Brahman cattle graze in a field in Innisfail, Queensland, Australia. Researchers can estimate the greenhouse gas emissions and land used to produce various foods in different parts of the world. They’ve used that data to calculate the environmental impact of a shift in what people eat. [David Messent/Getty Images]
Telling people what to eat is perilous, whether the advice is aimed at a friend or an entire country. Of course, people and governments do it anyway. Dozens of countries have come up with recommendations for the perfect, most health-promoting diet.
Those recommendations are aimed at improving people’s health. But Paul Behrens, a researcher at the University of Leiden, in the Netherlands, wanted to know whether this advice — if people actually followed it — might affect the environment. Producing foods, after all, has profoundly altered the planet, and those impacts can vary a lot, depending on which foods people demand.
Behrens just published his analysis in the Proceedings of the National Academy of Sciences. He looked at what would happen if people in 37 different countries followed the dietary recommendations of their own governments. In general, he says, those shifts would be good for the planet. Greenhouse gas emissions would fall, waterways would suffer less pollution from fertilizer, and less land would be required to feed people.
“We have the perfect tool to analyze this,” says Behrens. Scientists have assembled a massive database that allows them to calculate the emissions of greenhouse gases, the demand for land, or the fertilizer pollution caused by growing different kinds of food in different parts of the world. It can even distinguish, for instance, between the greenhouse gas emissions resulting from letting cattle graze on grass in Australia, versus feeding them corn in North American feedlots.
Behrens and his colleagues took that database and calculated, first of all, the impact of what people are eating now. Then they calculated the impact of a shift in diets, in each country, following that government’s recommended diet.
In most countries (although not all) shifting to the recommended diet would mean eating less meat, poultry and eggs. That means, in turn, less land required to grow the feed for animals, lower greenhouse gas emissions, and less water pollution. This is especially true of Brazil and Australia, where people eat lots of beef.
There are exceptions, though. In India, where consumption of meat, poultry, and eggs is extremely low, the government wants people to eat more of those foods. Supplying those Indian consumers with the food that the government wants them to eat would increase greenhouse emissions. Shifting to the recommended diet in South Africa also would add to environmental stresses, because South Africans are supposed to eat more dairy products. And in Switzerland, people are supposed to eat so many more vegetables, fruit and nuts that producing that food also would increase greenhouse gas emissions.
What I found most intriguing about Behren’s paper, in fact, is the detailed information he’s assembled about dietary recommendations in dozens of different countries, as well as differences in what people actually eat.

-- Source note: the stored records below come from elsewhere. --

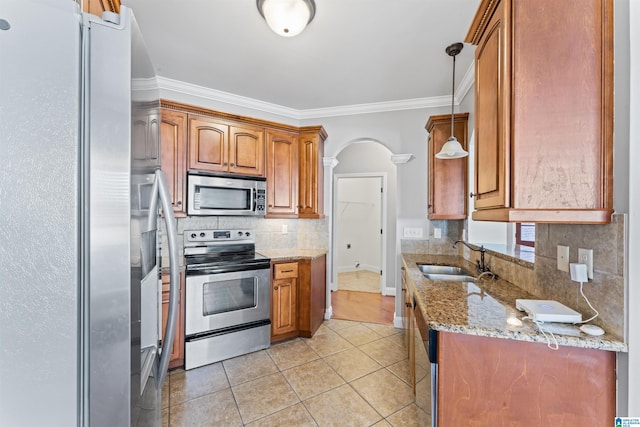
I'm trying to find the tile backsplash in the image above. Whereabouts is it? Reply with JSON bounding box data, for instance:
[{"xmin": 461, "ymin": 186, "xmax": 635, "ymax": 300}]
[
  {"xmin": 535, "ymin": 214, "xmax": 627, "ymax": 338},
  {"xmin": 162, "ymin": 216, "xmax": 329, "ymax": 266},
  {"xmin": 401, "ymin": 214, "xmax": 626, "ymax": 340}
]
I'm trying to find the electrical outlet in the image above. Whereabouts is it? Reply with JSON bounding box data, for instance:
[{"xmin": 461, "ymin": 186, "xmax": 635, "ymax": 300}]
[
  {"xmin": 402, "ymin": 227, "xmax": 422, "ymax": 239},
  {"xmin": 558, "ymin": 245, "xmax": 569, "ymax": 273},
  {"xmin": 578, "ymin": 248, "xmax": 593, "ymax": 279}
]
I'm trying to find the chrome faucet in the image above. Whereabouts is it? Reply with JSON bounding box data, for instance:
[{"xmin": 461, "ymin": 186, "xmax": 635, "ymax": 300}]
[{"xmin": 453, "ymin": 240, "xmax": 491, "ymax": 273}]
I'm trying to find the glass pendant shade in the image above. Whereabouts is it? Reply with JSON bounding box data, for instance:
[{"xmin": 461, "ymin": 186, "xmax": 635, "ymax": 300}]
[
  {"xmin": 435, "ymin": 43, "xmax": 469, "ymax": 159},
  {"xmin": 257, "ymin": 0, "xmax": 316, "ymax": 37},
  {"xmin": 436, "ymin": 136, "xmax": 469, "ymax": 159}
]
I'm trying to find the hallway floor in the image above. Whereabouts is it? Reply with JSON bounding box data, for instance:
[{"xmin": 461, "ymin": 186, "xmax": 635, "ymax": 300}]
[{"xmin": 163, "ymin": 319, "xmax": 418, "ymax": 427}]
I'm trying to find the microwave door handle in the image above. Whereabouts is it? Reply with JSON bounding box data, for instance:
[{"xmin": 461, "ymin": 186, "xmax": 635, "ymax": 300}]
[{"xmin": 156, "ymin": 169, "xmax": 180, "ymax": 389}]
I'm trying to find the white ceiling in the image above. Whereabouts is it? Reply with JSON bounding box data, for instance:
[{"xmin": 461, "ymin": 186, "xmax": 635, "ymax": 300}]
[{"xmin": 123, "ymin": 0, "xmax": 480, "ymax": 115}]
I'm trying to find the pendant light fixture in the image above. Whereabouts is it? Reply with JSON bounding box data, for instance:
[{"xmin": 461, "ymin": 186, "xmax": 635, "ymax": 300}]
[
  {"xmin": 436, "ymin": 43, "xmax": 469, "ymax": 159},
  {"xmin": 256, "ymin": 0, "xmax": 316, "ymax": 37}
]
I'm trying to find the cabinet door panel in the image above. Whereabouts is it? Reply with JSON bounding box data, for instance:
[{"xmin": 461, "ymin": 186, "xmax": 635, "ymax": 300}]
[
  {"xmin": 160, "ymin": 110, "xmax": 187, "ymax": 216},
  {"xmin": 229, "ymin": 126, "xmax": 265, "ymax": 176},
  {"xmin": 271, "ymin": 277, "xmax": 298, "ymax": 335},
  {"xmin": 298, "ymin": 128, "xmax": 327, "ymax": 218},
  {"xmin": 189, "ymin": 118, "xmax": 229, "ymax": 172},
  {"xmin": 162, "ymin": 271, "xmax": 184, "ymax": 368},
  {"xmin": 267, "ymin": 130, "xmax": 298, "ymax": 216},
  {"xmin": 512, "ymin": 0, "xmax": 605, "ymax": 209},
  {"xmin": 474, "ymin": 2, "xmax": 509, "ymax": 209}
]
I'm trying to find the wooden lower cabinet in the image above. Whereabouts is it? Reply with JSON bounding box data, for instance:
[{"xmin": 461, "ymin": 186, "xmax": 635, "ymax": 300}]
[
  {"xmin": 162, "ymin": 271, "xmax": 185, "ymax": 369},
  {"xmin": 298, "ymin": 255, "xmax": 327, "ymax": 338},
  {"xmin": 271, "ymin": 255, "xmax": 326, "ymax": 342},
  {"xmin": 426, "ymin": 113, "xmax": 469, "ymax": 220},
  {"xmin": 437, "ymin": 332, "xmax": 616, "ymax": 427},
  {"xmin": 271, "ymin": 262, "xmax": 298, "ymax": 339}
]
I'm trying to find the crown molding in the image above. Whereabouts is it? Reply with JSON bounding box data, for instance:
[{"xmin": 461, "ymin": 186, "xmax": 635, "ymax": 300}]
[{"xmin": 158, "ymin": 64, "xmax": 474, "ymax": 120}]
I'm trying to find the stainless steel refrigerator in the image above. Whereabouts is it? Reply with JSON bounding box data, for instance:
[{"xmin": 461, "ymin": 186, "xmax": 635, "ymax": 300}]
[{"xmin": 0, "ymin": 0, "xmax": 178, "ymax": 427}]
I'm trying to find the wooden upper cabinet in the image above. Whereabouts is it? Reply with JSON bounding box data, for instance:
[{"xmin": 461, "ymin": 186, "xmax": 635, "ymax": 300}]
[
  {"xmin": 82, "ymin": 0, "xmax": 120, "ymax": 16},
  {"xmin": 426, "ymin": 113, "xmax": 469, "ymax": 220},
  {"xmin": 160, "ymin": 108, "xmax": 187, "ymax": 217},
  {"xmin": 266, "ymin": 129, "xmax": 298, "ymax": 218},
  {"xmin": 229, "ymin": 125, "xmax": 265, "ymax": 176},
  {"xmin": 298, "ymin": 126, "xmax": 327, "ymax": 218},
  {"xmin": 189, "ymin": 117, "xmax": 265, "ymax": 176},
  {"xmin": 189, "ymin": 117, "xmax": 229, "ymax": 172},
  {"xmin": 465, "ymin": 0, "xmax": 613, "ymax": 224}
]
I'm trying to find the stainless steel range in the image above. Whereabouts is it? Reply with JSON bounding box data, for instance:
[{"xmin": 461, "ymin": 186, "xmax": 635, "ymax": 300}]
[{"xmin": 184, "ymin": 230, "xmax": 271, "ymax": 369}]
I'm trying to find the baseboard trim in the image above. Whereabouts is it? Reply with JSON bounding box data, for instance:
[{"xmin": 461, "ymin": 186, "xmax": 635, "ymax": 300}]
[
  {"xmin": 393, "ymin": 313, "xmax": 402, "ymax": 329},
  {"xmin": 324, "ymin": 306, "xmax": 336, "ymax": 324}
]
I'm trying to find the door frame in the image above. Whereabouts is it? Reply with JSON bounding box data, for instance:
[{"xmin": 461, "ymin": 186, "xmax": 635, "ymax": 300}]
[{"xmin": 331, "ymin": 172, "xmax": 388, "ymax": 296}]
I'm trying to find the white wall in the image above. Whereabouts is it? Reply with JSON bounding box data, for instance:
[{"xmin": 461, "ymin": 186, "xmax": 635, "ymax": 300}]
[
  {"xmin": 615, "ymin": 0, "xmax": 640, "ymax": 417},
  {"xmin": 335, "ymin": 177, "xmax": 382, "ymax": 272},
  {"xmin": 333, "ymin": 141, "xmax": 398, "ymax": 287}
]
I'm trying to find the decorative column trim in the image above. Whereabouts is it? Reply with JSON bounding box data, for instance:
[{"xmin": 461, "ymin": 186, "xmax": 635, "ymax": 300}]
[
  {"xmin": 391, "ymin": 153, "xmax": 414, "ymax": 165},
  {"xmin": 322, "ymin": 157, "xmax": 339, "ymax": 169}
]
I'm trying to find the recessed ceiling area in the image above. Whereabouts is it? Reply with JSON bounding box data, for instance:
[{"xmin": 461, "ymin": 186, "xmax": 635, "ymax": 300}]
[{"xmin": 123, "ymin": 0, "xmax": 480, "ymax": 111}]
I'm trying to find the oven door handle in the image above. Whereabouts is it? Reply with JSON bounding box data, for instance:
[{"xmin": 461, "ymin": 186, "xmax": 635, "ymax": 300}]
[{"xmin": 156, "ymin": 169, "xmax": 180, "ymax": 389}]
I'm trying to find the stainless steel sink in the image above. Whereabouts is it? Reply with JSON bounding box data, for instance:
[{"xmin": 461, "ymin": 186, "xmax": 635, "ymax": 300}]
[
  {"xmin": 424, "ymin": 270, "xmax": 476, "ymax": 282},
  {"xmin": 418, "ymin": 264, "xmax": 471, "ymax": 276}
]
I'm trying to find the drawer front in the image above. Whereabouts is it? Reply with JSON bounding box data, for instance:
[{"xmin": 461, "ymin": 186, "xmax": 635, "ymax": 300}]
[{"xmin": 273, "ymin": 262, "xmax": 298, "ymax": 280}]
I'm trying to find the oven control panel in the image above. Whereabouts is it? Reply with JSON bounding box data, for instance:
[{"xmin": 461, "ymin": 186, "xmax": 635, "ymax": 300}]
[{"xmin": 184, "ymin": 229, "xmax": 255, "ymax": 247}]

Latvia, for instance, tells its citizens to eat mostly grains, while in South Korea, grains make up only a tiny share of the recommended diet. I’d assumed that Italians fill up on pasta, but in fact the Italian government wants its citizens to eat more grains, not less.
In the United States, the official dietary guidelines do not explicitly call for a reduction in meat consumption. The amount of meat, poultry and eggs that the guidelines recommend, however, is generally lower than what Americans — at least adult men — currently consume. The guidelines call for an even bigger reduction in sugar consumption. All of this would mean less pollution, and more land available for nature.
Behrens says only a handful of countries even mention the potential environmental benefits of following their dietary recommendations. He thinks that’s a mistake. “It’s another reason to shift to a healthier diet,” he says.
The last time the U.S. revised its dietary guidelines, several of the scientists involved in the effort tried to do exactly that, but ran into fierce criticism from Congress. Lawmakers attached a “directive” to a spending bill instructing the Department of Health and Human Services to disregard environmental considerations when drafting its dietary advice, and the HHS complied.